Saturday, April 28, 2007

The Future's So Bright, I've Gotta Wear a Radioactive Fallout Suit


The debate about the future has moved from the pages of science fiction to a real war of words between those who feel that technology is our savior, and those who believe it could be our doom. In their unbridled enthusiasm for every new technological advance, futurists like Ray Kurzweil fail to acknowledge that scientific progress has inevitably led to sweeping and often harmful social change, along with the ability to kill each other in new and more efficient ways. Though it led to an unprecedented economic expansion in the West, the Industrial Revolution nevertheless exacted a terrible toll on the world, further separating rich and poor, and endangering the global environment through years of toxic pollution. The Atomic Revolution put within humanity's collective grasp the power to annihilate every living person on Earth many times over, a power that still threatens the planet nearly two decades since the collapse of the Berlin Wall. The Information Revolution has the potential to further destabilize the world, with its potential for thinking machines run amok.
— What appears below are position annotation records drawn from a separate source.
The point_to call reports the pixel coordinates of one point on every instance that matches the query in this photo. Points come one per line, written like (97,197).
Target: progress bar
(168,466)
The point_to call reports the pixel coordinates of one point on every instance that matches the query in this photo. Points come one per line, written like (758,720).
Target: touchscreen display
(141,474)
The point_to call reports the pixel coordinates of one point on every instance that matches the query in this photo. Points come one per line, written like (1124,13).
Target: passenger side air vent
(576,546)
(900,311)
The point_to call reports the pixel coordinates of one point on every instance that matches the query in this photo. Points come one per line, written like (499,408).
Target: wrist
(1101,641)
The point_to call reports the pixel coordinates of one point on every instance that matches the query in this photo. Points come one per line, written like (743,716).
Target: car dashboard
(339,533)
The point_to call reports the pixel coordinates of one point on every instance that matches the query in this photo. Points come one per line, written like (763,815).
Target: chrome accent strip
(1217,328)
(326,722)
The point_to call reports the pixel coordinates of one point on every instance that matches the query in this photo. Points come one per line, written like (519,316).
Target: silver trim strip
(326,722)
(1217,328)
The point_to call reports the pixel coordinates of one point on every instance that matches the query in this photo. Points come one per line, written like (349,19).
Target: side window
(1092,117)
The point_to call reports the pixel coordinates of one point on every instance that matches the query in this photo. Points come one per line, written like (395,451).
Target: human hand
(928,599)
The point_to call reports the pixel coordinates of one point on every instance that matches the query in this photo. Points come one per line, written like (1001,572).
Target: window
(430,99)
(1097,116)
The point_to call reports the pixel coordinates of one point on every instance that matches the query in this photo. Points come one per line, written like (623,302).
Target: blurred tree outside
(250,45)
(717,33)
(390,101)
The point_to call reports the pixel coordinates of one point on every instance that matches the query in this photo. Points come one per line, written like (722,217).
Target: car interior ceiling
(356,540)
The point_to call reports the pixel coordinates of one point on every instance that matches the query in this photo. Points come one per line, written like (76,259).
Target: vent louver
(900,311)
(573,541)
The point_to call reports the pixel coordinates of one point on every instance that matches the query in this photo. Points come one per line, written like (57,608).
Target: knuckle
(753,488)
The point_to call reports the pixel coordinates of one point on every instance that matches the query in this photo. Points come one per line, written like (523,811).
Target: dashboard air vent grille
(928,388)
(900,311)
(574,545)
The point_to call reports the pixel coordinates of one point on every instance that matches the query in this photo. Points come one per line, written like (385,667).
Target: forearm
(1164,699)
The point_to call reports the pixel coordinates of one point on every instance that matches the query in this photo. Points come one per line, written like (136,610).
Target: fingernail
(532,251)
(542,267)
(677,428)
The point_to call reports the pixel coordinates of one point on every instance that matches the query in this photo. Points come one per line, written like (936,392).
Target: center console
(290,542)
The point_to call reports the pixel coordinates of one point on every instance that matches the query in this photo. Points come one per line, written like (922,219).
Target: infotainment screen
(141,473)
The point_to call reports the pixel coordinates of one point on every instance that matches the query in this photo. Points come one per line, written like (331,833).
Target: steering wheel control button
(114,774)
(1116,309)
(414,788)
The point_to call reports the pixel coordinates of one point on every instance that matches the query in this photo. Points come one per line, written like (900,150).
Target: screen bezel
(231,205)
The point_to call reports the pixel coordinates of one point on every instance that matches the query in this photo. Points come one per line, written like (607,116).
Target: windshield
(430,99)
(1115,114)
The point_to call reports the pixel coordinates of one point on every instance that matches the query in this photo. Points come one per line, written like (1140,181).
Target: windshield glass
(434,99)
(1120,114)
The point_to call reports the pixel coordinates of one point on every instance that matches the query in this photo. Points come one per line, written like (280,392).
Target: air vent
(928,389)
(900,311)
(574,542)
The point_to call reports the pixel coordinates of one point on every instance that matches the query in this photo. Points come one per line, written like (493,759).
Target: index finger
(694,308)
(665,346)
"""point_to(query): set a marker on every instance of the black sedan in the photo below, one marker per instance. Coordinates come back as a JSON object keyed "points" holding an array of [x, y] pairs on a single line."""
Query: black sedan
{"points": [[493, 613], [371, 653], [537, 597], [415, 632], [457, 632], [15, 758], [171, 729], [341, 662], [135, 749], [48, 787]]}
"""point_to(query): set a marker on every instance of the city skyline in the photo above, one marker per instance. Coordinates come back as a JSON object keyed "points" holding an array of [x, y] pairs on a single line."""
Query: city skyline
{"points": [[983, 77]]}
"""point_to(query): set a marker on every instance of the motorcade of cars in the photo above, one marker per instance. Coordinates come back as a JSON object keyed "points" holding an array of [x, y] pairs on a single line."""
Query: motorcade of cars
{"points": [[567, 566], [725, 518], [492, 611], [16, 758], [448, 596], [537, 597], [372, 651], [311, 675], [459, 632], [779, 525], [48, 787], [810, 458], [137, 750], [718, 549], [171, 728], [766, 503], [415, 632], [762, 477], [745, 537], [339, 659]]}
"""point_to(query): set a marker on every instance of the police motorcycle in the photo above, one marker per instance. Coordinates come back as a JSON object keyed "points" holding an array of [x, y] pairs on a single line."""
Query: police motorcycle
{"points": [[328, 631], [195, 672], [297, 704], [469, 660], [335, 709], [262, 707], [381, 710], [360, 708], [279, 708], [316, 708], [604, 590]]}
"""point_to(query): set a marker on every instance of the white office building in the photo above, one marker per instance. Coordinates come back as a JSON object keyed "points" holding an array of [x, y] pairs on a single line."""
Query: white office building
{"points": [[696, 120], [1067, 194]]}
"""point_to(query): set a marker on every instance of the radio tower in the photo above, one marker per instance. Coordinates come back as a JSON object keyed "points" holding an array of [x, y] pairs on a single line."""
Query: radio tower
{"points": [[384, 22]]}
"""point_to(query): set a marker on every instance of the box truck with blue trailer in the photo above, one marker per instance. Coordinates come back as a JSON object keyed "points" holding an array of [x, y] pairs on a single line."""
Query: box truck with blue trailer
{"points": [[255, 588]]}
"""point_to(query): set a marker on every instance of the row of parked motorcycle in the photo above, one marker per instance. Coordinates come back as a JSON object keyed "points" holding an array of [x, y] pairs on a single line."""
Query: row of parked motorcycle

Sun Microsystems co-founder and technological pioneer Bill Joy has sounded the alarm on these issues, warning that technology, though full of promise, is also pregnant with the possibility of peril. Joy and others like him see the future through the lens of the past, knowing that new innovations have always had unintended and negative consequences for society. Joy also makes the point that these new, self-replicating, artificially intelligent robots pose a danger of uncontrollable growth. They could easily become a real threat to the very existence of humanity, rendering us obsolete and potentially leading to our own extinction.

As a believer in the Bible, I know that the years to come will not bring a human devised utopia in which all disease and death have been eliminated through shear will. The truth of the human condition is that we live in a fallen, degenerate world, and we are incapable of saving ourselves. Each new advance will only give us more power to destroy ourselves. Our capacity for intelligence and innovation will never outweigh our capacity for short-sighted greed and bloodlust. We would do well to heed the words of naysayer Ian Malcolm of Steven Spieldberg's film, Jurassic Park, when addressing what he called a "lack of humility before nature." Malcolm warned that "scientists were so preoccupied with whether or not they could, they didn't stop to think if they should."

Before opening yet another in a long line of Pandora's boxes onto a world teetering on the brink of the apocalypse, scientists should be asking themselves that very question. The answer will determine humanity's course over the next century. Given our history with bad choices from the Garden of Eden to the Manhattan Project, I for one do not hold out much hope for turning back the hands of the Doomsday clock.